Coffee can be aging. The acids in coffee beans tend to cause the body’s insulin levels to spike, triggering inflammation that can trigger deterioration of skin cells and cause wrinkles. Limit yourself to one cup of coffee a day. Or, better yet, switch to green tea.
Watercress helps skin repair itself. It has more vitamin C than oranges and more calcium than milk, and it’s also a source of vitamins A, E, K, and B6, plus folic acid, zinc, iron, and powerful antioxidants. Collectively, these help your body produce robust, healthy skin cells and fortify the skin so collagen production, cell repair and cell signaling function optimally. Aim for 2-3oz of watercress at least here times a week – add it to salads, sandwiches, omelettes or soups, or sauté it like spinach.
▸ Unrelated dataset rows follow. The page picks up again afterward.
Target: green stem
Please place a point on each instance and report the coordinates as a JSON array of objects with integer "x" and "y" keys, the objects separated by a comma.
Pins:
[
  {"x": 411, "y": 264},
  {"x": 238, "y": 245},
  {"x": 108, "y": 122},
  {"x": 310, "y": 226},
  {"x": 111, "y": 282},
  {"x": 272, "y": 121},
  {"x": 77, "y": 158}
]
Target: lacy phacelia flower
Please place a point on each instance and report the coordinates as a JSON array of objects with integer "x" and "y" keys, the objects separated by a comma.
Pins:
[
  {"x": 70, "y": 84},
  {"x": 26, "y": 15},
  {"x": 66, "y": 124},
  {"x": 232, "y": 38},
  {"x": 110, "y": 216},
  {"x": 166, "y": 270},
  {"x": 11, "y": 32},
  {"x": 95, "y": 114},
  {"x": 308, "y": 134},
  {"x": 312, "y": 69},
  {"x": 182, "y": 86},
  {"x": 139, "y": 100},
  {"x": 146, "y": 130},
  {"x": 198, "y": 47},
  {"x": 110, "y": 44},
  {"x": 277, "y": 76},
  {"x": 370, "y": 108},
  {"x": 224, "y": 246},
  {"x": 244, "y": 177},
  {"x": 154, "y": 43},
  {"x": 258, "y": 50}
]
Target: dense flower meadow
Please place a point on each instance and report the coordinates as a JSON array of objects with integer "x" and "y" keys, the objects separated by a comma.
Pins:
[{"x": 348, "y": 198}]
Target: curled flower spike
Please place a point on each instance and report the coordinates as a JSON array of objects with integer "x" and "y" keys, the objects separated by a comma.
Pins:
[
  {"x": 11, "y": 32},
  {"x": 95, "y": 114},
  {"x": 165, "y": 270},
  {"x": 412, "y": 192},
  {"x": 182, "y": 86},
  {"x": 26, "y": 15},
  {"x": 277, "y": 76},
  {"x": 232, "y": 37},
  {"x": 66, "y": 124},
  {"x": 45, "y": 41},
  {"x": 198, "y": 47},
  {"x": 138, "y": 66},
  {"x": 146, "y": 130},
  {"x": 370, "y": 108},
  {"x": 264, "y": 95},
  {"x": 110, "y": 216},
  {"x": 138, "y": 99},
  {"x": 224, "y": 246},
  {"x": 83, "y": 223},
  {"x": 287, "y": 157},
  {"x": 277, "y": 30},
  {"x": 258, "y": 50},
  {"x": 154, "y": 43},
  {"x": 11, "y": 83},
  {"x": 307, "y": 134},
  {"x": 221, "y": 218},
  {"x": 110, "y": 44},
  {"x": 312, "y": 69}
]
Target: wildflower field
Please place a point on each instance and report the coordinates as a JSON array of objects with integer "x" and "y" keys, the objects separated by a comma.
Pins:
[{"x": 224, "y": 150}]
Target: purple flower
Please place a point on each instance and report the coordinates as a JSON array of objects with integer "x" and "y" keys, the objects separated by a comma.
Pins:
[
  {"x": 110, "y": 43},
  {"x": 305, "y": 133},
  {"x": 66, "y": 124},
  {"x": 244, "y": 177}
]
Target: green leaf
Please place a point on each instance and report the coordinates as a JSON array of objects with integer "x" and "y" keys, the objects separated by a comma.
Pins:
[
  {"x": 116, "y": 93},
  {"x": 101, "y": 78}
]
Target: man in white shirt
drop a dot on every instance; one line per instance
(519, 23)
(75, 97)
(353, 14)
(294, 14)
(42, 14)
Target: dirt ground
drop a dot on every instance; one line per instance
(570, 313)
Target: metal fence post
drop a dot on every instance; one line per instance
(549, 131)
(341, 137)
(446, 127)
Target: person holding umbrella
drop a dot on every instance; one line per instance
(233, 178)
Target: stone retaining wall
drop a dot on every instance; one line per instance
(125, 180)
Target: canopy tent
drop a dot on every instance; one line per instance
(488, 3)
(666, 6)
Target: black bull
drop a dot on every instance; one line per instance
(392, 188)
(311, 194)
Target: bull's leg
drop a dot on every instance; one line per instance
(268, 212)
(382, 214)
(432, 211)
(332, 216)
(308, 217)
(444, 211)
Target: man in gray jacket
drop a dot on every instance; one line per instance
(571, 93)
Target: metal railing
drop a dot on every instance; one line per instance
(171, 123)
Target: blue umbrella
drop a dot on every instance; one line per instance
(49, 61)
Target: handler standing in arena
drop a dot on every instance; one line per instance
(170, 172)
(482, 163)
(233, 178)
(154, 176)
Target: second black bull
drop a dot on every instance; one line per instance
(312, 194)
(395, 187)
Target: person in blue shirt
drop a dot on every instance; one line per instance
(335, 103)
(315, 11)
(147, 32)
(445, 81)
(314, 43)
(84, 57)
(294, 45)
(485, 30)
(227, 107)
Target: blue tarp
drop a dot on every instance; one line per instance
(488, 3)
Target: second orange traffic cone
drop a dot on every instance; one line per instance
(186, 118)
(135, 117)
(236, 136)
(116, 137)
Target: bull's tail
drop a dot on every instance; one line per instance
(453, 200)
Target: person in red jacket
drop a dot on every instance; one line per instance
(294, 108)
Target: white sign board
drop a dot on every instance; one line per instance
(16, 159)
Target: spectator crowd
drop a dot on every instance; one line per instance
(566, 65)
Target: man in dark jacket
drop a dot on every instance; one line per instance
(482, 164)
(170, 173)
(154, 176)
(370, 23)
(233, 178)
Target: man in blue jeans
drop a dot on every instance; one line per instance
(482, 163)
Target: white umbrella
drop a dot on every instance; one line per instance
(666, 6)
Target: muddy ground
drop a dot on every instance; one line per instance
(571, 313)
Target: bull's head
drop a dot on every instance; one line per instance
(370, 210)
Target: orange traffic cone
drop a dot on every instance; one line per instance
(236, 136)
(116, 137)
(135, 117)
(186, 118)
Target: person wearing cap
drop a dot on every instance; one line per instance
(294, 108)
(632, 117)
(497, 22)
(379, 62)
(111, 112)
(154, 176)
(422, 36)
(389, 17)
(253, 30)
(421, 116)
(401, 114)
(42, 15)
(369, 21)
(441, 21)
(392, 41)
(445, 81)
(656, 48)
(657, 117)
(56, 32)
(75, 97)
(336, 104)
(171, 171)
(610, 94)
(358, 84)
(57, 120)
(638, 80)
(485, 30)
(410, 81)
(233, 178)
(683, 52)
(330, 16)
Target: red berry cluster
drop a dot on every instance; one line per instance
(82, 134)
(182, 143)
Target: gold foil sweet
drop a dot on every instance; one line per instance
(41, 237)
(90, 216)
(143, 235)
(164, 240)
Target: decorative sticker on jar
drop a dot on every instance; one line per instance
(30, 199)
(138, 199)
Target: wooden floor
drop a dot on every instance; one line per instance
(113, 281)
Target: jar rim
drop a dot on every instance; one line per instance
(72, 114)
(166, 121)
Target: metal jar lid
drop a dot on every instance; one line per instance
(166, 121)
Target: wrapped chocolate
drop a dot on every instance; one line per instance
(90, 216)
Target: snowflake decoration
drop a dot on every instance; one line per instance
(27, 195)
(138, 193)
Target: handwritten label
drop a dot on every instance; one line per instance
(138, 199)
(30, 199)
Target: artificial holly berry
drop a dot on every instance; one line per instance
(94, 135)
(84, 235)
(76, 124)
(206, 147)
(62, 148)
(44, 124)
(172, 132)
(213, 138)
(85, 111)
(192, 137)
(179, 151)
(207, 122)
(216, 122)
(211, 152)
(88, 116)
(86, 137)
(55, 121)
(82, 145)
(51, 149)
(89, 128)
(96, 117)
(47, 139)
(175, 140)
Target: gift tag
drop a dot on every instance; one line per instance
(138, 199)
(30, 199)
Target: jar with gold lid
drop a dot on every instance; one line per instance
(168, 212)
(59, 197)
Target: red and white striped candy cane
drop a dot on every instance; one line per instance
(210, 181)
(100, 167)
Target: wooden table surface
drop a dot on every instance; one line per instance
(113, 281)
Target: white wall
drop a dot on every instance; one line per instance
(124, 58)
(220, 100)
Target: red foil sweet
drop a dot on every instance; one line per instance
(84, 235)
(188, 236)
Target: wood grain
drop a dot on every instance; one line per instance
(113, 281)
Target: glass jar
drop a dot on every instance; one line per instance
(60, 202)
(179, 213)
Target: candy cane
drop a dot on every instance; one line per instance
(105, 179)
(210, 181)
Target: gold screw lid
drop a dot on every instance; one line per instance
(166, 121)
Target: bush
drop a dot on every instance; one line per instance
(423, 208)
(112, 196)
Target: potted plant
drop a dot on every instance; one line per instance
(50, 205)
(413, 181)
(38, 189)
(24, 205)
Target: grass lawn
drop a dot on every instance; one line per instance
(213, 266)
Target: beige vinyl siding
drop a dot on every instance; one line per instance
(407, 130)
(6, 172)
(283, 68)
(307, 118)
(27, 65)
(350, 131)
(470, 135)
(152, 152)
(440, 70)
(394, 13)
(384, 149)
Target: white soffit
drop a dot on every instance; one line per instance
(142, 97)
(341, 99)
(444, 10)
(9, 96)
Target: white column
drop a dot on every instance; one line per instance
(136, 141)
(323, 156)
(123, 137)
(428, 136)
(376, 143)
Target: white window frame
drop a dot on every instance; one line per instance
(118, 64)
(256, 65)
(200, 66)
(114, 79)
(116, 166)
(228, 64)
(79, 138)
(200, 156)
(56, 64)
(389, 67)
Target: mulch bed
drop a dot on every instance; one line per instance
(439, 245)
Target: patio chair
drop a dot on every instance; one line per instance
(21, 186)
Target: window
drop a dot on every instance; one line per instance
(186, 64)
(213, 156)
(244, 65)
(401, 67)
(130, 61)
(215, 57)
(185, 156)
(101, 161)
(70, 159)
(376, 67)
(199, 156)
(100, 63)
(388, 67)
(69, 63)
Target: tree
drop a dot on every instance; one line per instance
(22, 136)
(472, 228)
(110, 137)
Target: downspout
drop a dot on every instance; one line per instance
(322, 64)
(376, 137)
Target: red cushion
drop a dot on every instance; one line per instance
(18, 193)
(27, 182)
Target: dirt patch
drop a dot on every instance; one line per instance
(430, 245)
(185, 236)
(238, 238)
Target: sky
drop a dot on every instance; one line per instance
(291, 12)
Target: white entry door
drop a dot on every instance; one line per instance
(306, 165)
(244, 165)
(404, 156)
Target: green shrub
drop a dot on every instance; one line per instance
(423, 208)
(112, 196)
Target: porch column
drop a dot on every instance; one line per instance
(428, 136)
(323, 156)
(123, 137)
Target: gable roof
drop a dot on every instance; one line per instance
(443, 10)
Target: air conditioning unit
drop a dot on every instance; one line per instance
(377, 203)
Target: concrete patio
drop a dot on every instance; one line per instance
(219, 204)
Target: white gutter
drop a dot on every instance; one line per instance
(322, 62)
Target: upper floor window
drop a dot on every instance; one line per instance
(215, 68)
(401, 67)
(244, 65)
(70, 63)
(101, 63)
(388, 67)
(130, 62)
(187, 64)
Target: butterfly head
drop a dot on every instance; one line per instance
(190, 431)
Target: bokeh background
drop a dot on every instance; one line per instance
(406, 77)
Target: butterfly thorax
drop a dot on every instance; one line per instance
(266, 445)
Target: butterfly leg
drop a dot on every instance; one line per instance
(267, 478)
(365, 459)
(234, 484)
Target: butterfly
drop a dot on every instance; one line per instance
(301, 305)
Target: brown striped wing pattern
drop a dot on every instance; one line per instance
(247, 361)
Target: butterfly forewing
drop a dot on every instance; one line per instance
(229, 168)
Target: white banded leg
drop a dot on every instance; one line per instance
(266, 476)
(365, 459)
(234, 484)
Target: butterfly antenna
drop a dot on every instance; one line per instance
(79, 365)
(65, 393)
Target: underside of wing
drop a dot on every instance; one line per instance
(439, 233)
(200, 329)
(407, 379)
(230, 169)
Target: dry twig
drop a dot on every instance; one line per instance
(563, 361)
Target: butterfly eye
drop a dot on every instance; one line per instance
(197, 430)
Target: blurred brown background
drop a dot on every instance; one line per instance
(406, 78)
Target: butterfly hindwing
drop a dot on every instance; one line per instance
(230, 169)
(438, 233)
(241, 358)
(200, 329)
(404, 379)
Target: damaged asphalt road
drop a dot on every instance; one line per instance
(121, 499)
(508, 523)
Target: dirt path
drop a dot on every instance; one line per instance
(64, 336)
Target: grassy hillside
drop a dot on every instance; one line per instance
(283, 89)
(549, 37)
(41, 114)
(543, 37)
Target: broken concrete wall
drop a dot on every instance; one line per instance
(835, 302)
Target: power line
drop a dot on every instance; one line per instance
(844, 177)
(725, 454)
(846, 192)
Stress can be beaten. Excessive anxiety riggers inflammation, so a week before a stressful event, take 1,000mg of fish oil three times a day to fight inflammation and one B-complex pill a day to bolster the nervous system. At night, take 500mg of magnesium along with 1,000mg of calcium (these are often combined in one supplement, and they help muscles relax, which can make it easier to sleep). Stick with the program until you feel calm.
Exercise doesn’t always make you look younger. Women who are slim risk shedding too much body fat, resulting in a gaunt look that’s aging. We don’t recommend more than 45 minutes of exercise a day; instead, exercise every other day. These women also need more fat in their diet to keep volume in their face. Healthy sources of fat include avocado and olive oil, nuts, seeds and extra-virgin coconut oil (you can add it to tea in the place of milk).